Frequently asked questions

  • How do you get to Holmenkollen from central Oslo?
    T-bane line 1 (direction Frognerseteren) to Holmenkollen station — about 25 minutes from Nationaltheatret. The jump complex is visible from the station; a short walk brings you to the museum entrance. Trains run every 5–15 minutes.
  • How much does Holmenkollen cost to visit?
    The ski museum and jump tower admission costs NOK 185 for adults (USD 20), NOK 110 for children 6–15 (USD 12), under 6 free. The Oslo Pass covers admission. The outdoor areas around the jump structure — the terraces, the ski trails — are free to access at all times.
  • What is the Holmenkollen ski festival?
    The Holmenkollen ski festival is an annual World Cup Nordic skiing event held in early March, featuring cross-country skiing, biathlon, and ski jumping competitions. It has run since 1892. The Sunday ski jumping final draws crowds of 50,000–100,000. It is the largest Nordic skiing event outside the Winter Olympics.
  • Can you ski at Holmenkollen?
    Cross-country ski trails begin directly from Holmenkollen station and connect to the Nordmarka network.

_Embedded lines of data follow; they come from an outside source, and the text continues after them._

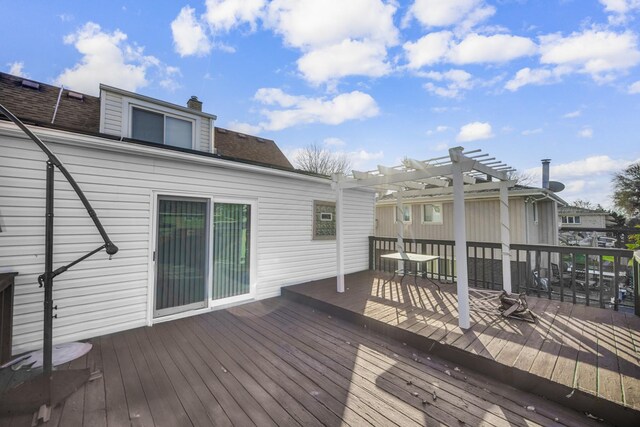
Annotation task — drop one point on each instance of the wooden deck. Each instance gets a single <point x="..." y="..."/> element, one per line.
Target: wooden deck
<point x="583" y="357"/>
<point x="278" y="362"/>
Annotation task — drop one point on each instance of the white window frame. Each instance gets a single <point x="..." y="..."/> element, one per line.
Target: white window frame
<point x="131" y="103"/>
<point x="404" y="208"/>
<point x="570" y="219"/>
<point x="423" y="209"/>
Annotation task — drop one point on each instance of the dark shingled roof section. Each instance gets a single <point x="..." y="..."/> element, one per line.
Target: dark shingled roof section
<point x="233" y="144"/>
<point x="37" y="105"/>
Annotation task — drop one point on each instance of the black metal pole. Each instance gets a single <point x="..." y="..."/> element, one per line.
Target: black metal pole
<point x="48" y="276"/>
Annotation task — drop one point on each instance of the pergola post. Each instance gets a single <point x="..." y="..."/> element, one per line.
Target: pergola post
<point x="460" y="236"/>
<point x="339" y="235"/>
<point x="505" y="237"/>
<point x="399" y="228"/>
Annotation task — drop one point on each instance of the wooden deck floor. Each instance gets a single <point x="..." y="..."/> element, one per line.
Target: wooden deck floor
<point x="278" y="362"/>
<point x="585" y="351"/>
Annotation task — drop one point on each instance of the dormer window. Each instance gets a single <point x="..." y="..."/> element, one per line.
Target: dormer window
<point x="161" y="128"/>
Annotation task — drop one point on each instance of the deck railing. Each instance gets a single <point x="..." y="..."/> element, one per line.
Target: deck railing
<point x="602" y="277"/>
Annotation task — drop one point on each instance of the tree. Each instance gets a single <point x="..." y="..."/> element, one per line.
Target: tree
<point x="324" y="162"/>
<point x="626" y="194"/>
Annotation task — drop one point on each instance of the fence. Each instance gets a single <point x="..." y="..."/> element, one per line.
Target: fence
<point x="602" y="277"/>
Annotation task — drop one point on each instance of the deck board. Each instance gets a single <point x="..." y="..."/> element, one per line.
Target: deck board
<point x="570" y="347"/>
<point x="279" y="362"/>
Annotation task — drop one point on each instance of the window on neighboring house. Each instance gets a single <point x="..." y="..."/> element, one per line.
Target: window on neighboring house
<point x="570" y="219"/>
<point x="432" y="213"/>
<point x="406" y="214"/>
<point x="160" y="128"/>
<point x="324" y="220"/>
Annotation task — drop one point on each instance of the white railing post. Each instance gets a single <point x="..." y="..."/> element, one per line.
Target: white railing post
<point x="460" y="237"/>
<point x="505" y="236"/>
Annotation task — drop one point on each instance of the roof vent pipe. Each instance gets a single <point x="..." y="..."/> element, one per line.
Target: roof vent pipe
<point x="545" y="173"/>
<point x="194" y="103"/>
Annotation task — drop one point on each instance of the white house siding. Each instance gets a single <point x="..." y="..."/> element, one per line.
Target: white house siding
<point x="111" y="111"/>
<point x="101" y="296"/>
<point x="205" y="135"/>
<point x="482" y="220"/>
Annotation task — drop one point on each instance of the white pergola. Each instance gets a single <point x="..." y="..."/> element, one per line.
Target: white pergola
<point x="454" y="174"/>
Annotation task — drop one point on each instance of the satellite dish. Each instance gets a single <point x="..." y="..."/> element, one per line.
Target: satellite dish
<point x="556" y="186"/>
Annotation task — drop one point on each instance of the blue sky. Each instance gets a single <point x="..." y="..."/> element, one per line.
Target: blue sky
<point x="379" y="80"/>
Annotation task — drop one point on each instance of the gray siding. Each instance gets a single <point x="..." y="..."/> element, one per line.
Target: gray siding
<point x="482" y="219"/>
<point x="101" y="296"/>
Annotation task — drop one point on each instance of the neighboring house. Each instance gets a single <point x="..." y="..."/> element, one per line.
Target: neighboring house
<point x="204" y="217"/>
<point x="533" y="216"/>
<point x="588" y="219"/>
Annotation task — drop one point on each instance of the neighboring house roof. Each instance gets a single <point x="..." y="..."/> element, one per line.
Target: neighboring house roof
<point x="574" y="210"/>
<point x="233" y="144"/>
<point x="34" y="103"/>
<point x="517" y="191"/>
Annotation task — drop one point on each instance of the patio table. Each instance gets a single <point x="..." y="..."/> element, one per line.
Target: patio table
<point x="411" y="259"/>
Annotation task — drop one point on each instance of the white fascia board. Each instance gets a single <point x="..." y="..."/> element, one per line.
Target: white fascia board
<point x="105" y="144"/>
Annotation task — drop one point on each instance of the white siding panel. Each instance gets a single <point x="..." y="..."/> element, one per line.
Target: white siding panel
<point x="205" y="136"/>
<point x="111" y="114"/>
<point x="99" y="295"/>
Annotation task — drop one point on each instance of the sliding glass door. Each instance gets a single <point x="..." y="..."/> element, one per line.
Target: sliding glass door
<point x="231" y="250"/>
<point x="181" y="255"/>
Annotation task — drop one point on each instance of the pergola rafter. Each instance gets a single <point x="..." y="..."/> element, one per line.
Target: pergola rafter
<point x="454" y="174"/>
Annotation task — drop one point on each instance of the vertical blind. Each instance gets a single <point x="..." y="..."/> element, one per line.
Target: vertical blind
<point x="231" y="244"/>
<point x="181" y="257"/>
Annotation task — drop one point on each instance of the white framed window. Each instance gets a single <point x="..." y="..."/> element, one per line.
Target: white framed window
<point x="432" y="213"/>
<point x="161" y="128"/>
<point x="570" y="219"/>
<point x="406" y="214"/>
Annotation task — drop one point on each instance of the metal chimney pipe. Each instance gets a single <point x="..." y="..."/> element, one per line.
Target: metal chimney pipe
<point x="545" y="173"/>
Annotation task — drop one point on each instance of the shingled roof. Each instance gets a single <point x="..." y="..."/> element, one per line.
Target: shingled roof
<point x="248" y="147"/>
<point x="35" y="102"/>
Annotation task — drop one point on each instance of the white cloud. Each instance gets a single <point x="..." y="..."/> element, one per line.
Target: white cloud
<point x="586" y="132"/>
<point x="474" y="131"/>
<point x="438" y="129"/>
<point x="573" y="114"/>
<point x="333" y="142"/>
<point x="438" y="13"/>
<point x="498" y="48"/>
<point x="106" y="58"/>
<point x="535" y="76"/>
<point x="296" y="110"/>
<point x="455" y="81"/>
<point x="601" y="54"/>
<point x="244" y="128"/>
<point x="17" y="69"/>
<point x="619" y="9"/>
<point x="223" y="15"/>
<point x="350" y="57"/>
<point x="336" y="38"/>
<point x="309" y="24"/>
<point x="189" y="35"/>
<point x="473" y="49"/>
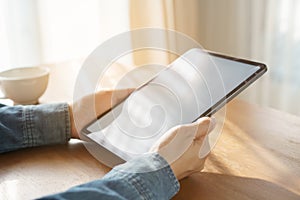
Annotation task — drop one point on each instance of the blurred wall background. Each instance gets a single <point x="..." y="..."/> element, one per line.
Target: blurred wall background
<point x="34" y="32"/>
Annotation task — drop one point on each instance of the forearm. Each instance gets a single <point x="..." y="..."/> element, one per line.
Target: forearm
<point x="147" y="177"/>
<point x="28" y="126"/>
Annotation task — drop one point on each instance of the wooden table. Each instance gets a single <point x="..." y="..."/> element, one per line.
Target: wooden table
<point x="256" y="157"/>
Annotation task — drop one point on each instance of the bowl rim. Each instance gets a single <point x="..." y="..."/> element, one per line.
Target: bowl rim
<point x="45" y="72"/>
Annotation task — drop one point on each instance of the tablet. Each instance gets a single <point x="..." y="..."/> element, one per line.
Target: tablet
<point x="196" y="84"/>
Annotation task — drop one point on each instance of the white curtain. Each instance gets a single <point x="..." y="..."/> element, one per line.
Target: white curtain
<point x="48" y="31"/>
<point x="267" y="31"/>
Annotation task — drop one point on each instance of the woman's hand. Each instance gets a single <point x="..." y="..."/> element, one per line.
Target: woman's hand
<point x="181" y="145"/>
<point x="90" y="107"/>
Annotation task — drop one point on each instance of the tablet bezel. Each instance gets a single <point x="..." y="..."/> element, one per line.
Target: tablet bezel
<point x="213" y="109"/>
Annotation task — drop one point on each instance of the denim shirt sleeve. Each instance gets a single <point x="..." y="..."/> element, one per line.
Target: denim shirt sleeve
<point x="148" y="177"/>
<point x="35" y="125"/>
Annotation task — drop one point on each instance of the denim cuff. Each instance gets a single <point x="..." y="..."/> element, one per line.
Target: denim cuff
<point x="149" y="175"/>
<point x="46" y="124"/>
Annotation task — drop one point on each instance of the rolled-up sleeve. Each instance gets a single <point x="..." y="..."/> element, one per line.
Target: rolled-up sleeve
<point x="147" y="177"/>
<point x="35" y="125"/>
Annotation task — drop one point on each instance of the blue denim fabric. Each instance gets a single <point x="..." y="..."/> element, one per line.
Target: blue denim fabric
<point x="147" y="177"/>
<point x="29" y="126"/>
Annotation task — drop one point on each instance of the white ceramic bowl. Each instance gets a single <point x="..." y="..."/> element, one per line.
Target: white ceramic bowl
<point x="24" y="85"/>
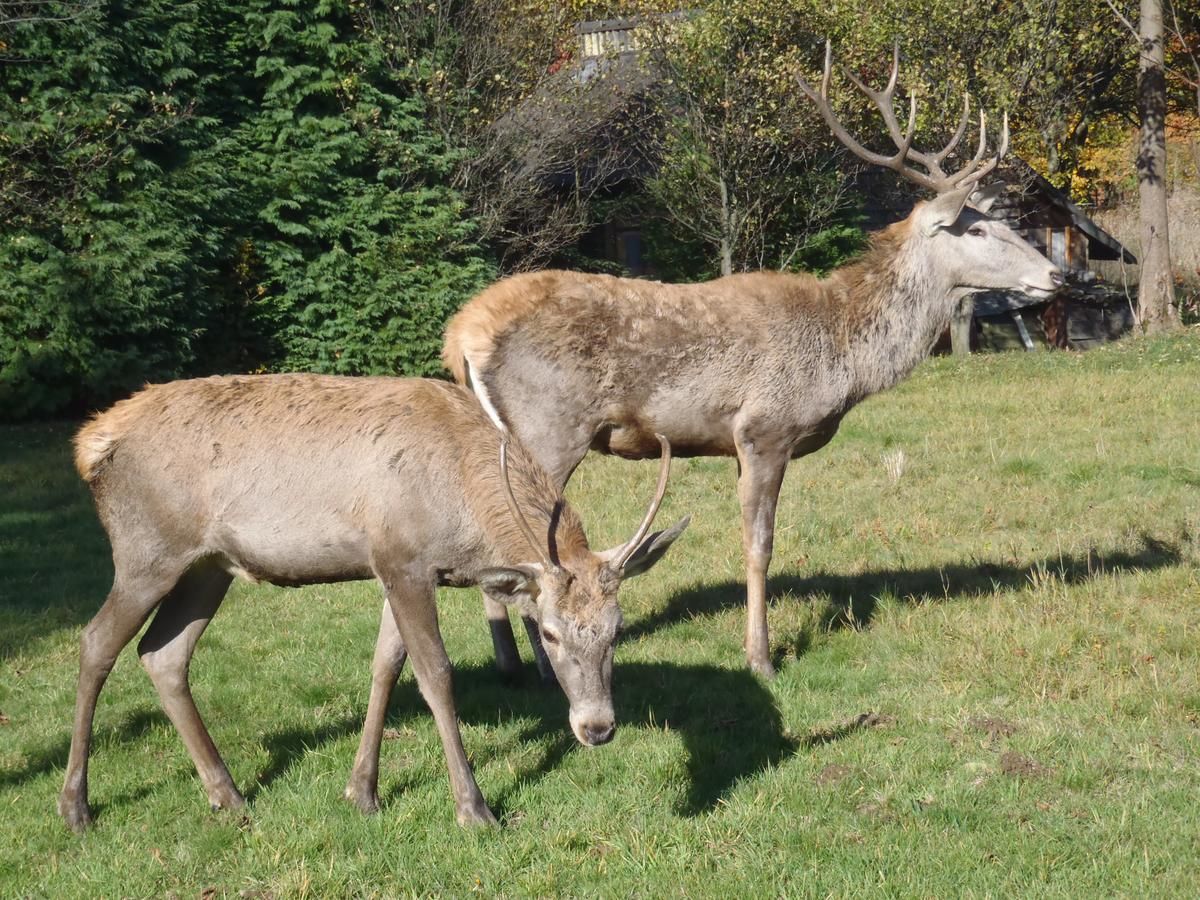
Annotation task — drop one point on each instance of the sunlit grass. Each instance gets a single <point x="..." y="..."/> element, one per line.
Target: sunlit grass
<point x="989" y="679"/>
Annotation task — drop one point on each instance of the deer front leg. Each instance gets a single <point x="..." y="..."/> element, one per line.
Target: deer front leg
<point x="166" y="653"/>
<point x="389" y="659"/>
<point x="417" y="619"/>
<point x="760" y="477"/>
<point x="508" y="658"/>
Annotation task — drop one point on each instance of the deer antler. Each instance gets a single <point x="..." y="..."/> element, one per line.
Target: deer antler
<point x="934" y="178"/>
<point x="664" y="473"/>
<point x="522" y="522"/>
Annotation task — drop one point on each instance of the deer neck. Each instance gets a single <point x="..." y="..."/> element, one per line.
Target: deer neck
<point x="893" y="306"/>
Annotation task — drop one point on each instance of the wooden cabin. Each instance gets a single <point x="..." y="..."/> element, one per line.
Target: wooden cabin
<point x="1087" y="311"/>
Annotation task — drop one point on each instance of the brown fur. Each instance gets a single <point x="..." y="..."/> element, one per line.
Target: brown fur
<point x="761" y="366"/>
<point x="301" y="479"/>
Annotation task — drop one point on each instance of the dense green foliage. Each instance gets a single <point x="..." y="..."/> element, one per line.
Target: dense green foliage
<point x="192" y="187"/>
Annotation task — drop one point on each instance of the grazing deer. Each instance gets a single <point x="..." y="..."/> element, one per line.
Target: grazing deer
<point x="306" y="479"/>
<point x="760" y="366"/>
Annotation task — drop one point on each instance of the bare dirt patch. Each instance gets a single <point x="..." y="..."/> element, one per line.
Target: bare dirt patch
<point x="833" y="774"/>
<point x="993" y="725"/>
<point x="1015" y="765"/>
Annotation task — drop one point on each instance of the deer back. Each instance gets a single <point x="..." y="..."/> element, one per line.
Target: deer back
<point x="303" y="478"/>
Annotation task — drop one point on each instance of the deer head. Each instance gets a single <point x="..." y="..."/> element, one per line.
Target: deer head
<point x="977" y="252"/>
<point x="574" y="603"/>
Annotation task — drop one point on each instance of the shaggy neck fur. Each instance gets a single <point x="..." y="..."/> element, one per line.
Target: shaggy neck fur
<point x="888" y="309"/>
<point x="538" y="499"/>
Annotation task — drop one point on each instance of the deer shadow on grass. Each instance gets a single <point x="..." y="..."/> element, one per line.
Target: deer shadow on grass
<point x="727" y="720"/>
<point x="54" y="757"/>
<point x="852" y="599"/>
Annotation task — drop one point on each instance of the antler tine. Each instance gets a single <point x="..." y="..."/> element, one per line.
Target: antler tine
<point x="522" y="523"/>
<point x="971" y="174"/>
<point x="939" y="157"/>
<point x="659" y="493"/>
<point x="882" y="100"/>
<point x="935" y="178"/>
<point x="827" y="73"/>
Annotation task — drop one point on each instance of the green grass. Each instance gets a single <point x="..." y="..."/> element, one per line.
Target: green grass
<point x="1015" y="601"/>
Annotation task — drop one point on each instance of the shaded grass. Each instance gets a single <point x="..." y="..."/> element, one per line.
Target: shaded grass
<point x="989" y="679"/>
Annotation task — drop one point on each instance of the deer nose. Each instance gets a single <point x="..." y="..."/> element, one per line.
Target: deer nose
<point x="598" y="733"/>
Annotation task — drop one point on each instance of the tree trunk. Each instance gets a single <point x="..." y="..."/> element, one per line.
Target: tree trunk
<point x="726" y="231"/>
<point x="1156" y="288"/>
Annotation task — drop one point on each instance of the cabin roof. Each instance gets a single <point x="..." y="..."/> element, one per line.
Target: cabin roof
<point x="1033" y="191"/>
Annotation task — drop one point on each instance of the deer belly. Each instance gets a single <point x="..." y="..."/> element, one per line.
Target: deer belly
<point x="690" y="431"/>
<point x="281" y="555"/>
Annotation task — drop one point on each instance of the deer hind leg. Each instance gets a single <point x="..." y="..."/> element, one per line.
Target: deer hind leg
<point x="166" y="653"/>
<point x="363" y="789"/>
<point x="417" y="619"/>
<point x="130" y="603"/>
<point x="760" y="477"/>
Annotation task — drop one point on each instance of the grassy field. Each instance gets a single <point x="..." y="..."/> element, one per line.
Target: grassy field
<point x="985" y="612"/>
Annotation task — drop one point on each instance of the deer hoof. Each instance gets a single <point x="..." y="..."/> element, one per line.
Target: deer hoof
<point x="365" y="798"/>
<point x="477" y="815"/>
<point x="76" y="814"/>
<point x="226" y="798"/>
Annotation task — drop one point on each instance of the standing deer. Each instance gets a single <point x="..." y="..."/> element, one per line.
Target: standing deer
<point x="306" y="479"/>
<point x="760" y="366"/>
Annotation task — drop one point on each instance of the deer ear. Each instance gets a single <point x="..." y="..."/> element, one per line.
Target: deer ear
<point x="943" y="210"/>
<point x="652" y="549"/>
<point x="511" y="585"/>
<point x="983" y="198"/>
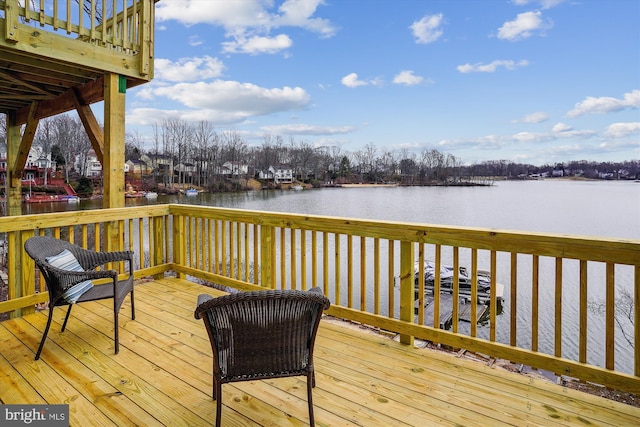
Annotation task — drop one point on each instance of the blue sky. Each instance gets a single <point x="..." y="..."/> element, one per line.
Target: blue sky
<point x="531" y="81"/>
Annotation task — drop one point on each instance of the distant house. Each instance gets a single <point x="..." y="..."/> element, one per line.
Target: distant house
<point x="139" y="167"/>
<point x="38" y="168"/>
<point x="235" y="168"/>
<point x="88" y="165"/>
<point x="279" y="174"/>
<point x="267" y="175"/>
<point x="186" y="169"/>
<point x="283" y="175"/>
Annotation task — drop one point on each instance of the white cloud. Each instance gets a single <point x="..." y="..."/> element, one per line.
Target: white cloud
<point x="561" y="127"/>
<point x="606" y="104"/>
<point x="299" y="13"/>
<point x="301" y="129"/>
<point x="222" y="102"/>
<point x="621" y="130"/>
<point x="537" y="117"/>
<point x="351" y="80"/>
<point x="491" y="67"/>
<point x="248" y="23"/>
<point x="230" y="95"/>
<point x="523" y="26"/>
<point x="257" y="44"/>
<point x="427" y="30"/>
<point x="544" y="4"/>
<point x="188" y="69"/>
<point x="408" y="78"/>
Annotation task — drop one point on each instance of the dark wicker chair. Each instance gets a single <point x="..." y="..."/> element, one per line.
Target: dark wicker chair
<point x="262" y="334"/>
<point x="58" y="280"/>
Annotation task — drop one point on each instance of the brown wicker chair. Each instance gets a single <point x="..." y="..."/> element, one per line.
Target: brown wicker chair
<point x="60" y="280"/>
<point x="262" y="334"/>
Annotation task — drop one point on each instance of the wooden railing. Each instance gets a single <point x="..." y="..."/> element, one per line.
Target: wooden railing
<point x="124" y="26"/>
<point x="368" y="269"/>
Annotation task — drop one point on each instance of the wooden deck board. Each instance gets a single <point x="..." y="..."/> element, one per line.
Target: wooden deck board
<point x="162" y="376"/>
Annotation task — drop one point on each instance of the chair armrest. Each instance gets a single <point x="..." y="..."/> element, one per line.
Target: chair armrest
<point x="202" y="298"/>
<point x="91" y="259"/>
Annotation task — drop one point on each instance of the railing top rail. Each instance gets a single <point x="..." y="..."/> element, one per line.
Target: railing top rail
<point x="64" y="219"/>
<point x="623" y="251"/>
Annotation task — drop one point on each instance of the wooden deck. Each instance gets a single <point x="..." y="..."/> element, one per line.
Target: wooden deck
<point x="162" y="376"/>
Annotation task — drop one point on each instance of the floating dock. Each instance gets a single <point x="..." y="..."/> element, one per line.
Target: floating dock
<point x="446" y="310"/>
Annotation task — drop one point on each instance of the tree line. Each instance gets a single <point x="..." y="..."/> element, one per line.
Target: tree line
<point x="206" y="149"/>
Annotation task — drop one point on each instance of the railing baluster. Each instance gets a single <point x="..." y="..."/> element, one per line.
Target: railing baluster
<point x="293" y="262"/>
<point x="376" y="275"/>
<point x="283" y="259"/>
<point x="349" y="271"/>
<point x="325" y="262"/>
<point x="314" y="259"/>
<point x="303" y="259"/>
<point x="436" y="286"/>
<point x="534" y="302"/>
<point x="582" y="357"/>
<point x="256" y="255"/>
<point x="245" y="239"/>
<point x="513" y="334"/>
<point x="363" y="273"/>
<point x="420" y="283"/>
<point x="474" y="292"/>
<point x="336" y="260"/>
<point x="610" y="316"/>
<point x="391" y="307"/>
<point x="636" y="320"/>
<point x="493" y="300"/>
<point x="456" y="289"/>
<point x="558" y="309"/>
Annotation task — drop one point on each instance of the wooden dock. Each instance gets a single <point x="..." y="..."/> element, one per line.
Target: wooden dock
<point x="446" y="310"/>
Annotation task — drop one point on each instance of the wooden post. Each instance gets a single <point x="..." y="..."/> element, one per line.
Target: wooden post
<point x="178" y="241"/>
<point x="267" y="257"/>
<point x="113" y="161"/>
<point x="159" y="240"/>
<point x="407" y="281"/>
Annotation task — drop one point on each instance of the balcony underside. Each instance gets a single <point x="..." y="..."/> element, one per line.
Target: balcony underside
<point x="162" y="376"/>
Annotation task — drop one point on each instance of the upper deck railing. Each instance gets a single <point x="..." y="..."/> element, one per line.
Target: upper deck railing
<point x="368" y="269"/>
<point x="120" y="27"/>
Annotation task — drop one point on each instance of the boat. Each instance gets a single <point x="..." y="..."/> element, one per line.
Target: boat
<point x="447" y="274"/>
<point x="42" y="197"/>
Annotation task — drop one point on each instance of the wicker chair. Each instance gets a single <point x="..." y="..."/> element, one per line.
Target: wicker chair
<point x="42" y="249"/>
<point x="262" y="334"/>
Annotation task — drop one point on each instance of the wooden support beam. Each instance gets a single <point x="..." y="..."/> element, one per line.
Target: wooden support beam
<point x="13" y="186"/>
<point x="91" y="125"/>
<point x="114" y="133"/>
<point x="25" y="143"/>
<point x="11" y="21"/>
<point x="90" y="93"/>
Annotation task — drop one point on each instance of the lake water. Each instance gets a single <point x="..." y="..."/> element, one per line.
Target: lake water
<point x="588" y="208"/>
<point x="592" y="208"/>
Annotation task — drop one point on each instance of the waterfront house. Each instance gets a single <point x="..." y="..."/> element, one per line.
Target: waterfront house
<point x="162" y="374"/>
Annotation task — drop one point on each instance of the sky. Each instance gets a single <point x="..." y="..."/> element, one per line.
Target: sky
<point x="529" y="81"/>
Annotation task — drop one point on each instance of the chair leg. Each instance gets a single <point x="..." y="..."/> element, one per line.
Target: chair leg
<point x="310" y="385"/>
<point x="64" y="324"/>
<point x="218" y="404"/>
<point x="115" y="325"/>
<point x="44" y="335"/>
<point x="133" y="310"/>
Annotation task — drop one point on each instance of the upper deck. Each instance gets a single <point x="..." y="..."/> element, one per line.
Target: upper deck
<point x="56" y="52"/>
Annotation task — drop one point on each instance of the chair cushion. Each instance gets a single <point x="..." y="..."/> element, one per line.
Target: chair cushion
<point x="65" y="260"/>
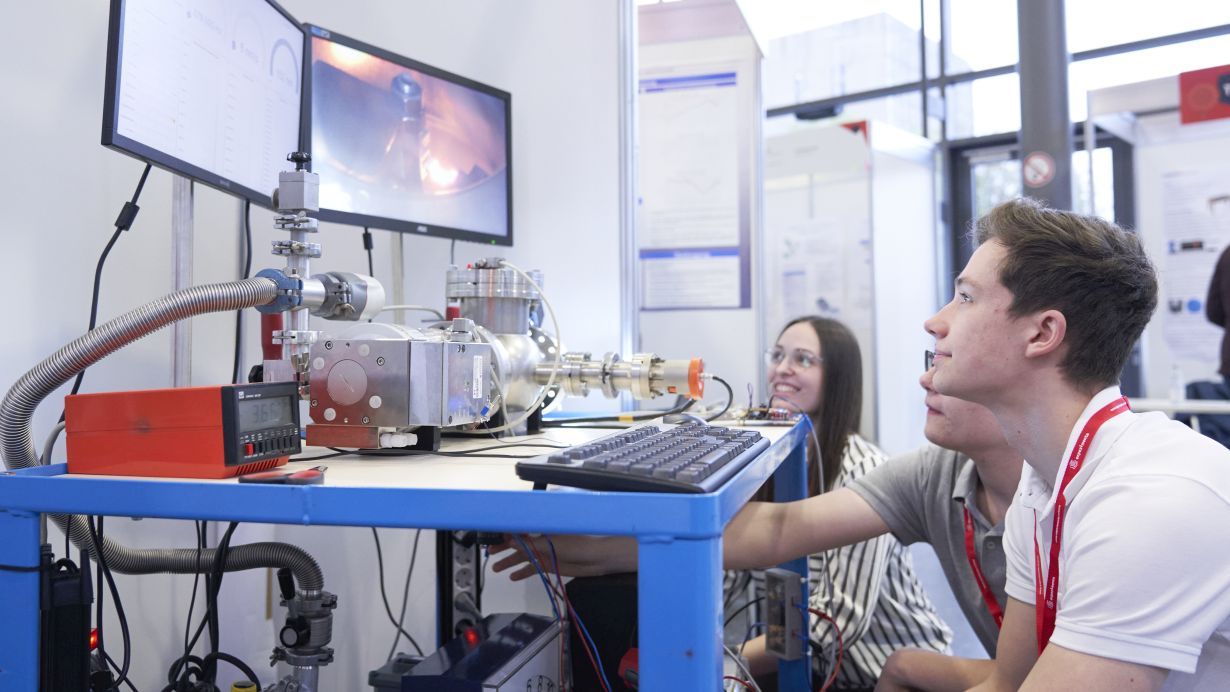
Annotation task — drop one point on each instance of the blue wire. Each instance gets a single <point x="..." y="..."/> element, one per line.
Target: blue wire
<point x="593" y="647"/>
<point x="546" y="584"/>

Holmenkollen is not an Alpine ski resort — there is no downhill piste open to the public. The ski jump is competition-only. For Alpine skiing, day trips to Norefjell or Hafjell are the better options.
  • What is the view like from the Holmenkollen jump tower?
    The tower platform sits at roughly 200 metres above the valley floor and offers a 270-degree panorama over Oslo, the Oslofjord, and the surrounding forested hills. On clear days the islands of the Oslo archipelago and the Drøbak narrows are visible. Many visitors consider it the finest elevated city view in Oslo.
  • Is Holmenkollen open in summer?
    Yes. The museum and tower are open year-round. Summer visitors see the jump structure without snow, which reveals its dramatic architecture — a 60-metre curved steel scaffold designed by Julien De Smedt. The views are as good in summer as winter; the setting is less atmospheric but less crowded.